The same glycyrrhizin that makes licorice sweet also interferes with how your body handles cortisol, a hormone involved in regulating blood pressure and fluid balance. Normally, an enzyme in your kidneys converts active cortisol into an inactive form. Glycyrrhizin blocks that enzyme, allowing cortisol to build up and stimulate receptors that tell your kidneys to retain sodium and water while flushing out potassium. The result can be high blood pressure, low potassium levels, and in serious cases, irregular heart rhythms.

The FDA warns that for people over 40, eating more than two ounces of black licorice daily for two weeks can trigger heart rhythm problems. There’s no established “safe” threshold, and people with high blood pressure or heart or kidney conditions are at higher risk. This only applies to products containing real licorice root extract, not anise-flavored or fruit-flavored versions. A few pieces here and there won’t cause trouble for most people, but daily heavy consumption is a genuine cardiovascular risk.

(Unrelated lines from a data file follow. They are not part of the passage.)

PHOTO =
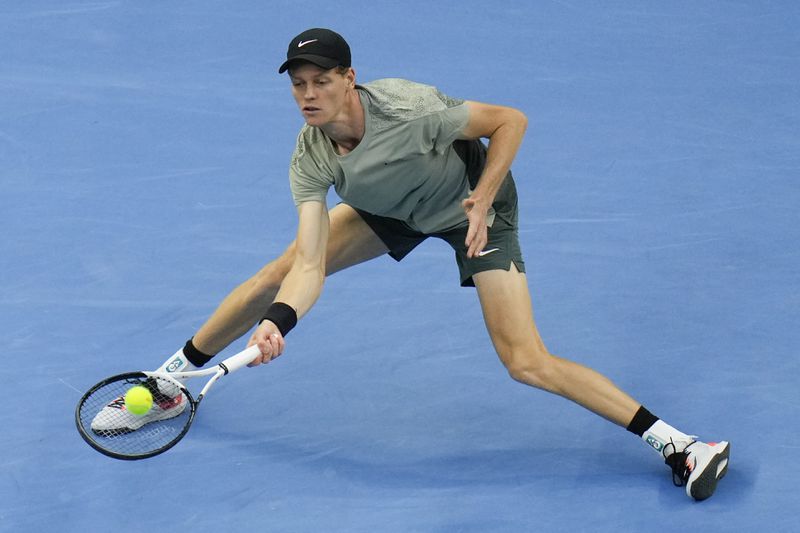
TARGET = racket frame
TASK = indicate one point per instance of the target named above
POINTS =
(229, 365)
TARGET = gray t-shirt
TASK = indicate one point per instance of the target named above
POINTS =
(405, 166)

Wheat Flour and Gluten Concerns

Because wheat flour makes up such a large portion of licorice candy, traditional licorice is not safe for people with celiac disease or gluten sensitivity. Recent research has explored using resistant dextrin, a low-calorie starch derivative from corn or wheat, as a replacement for wheat flour. Early results show it can mimic the texture and chewiness of traditional licorice while also reducing calorie content. Some specialty brands already offer gluten-free versions using alternative starches, but they’re not yet widespread.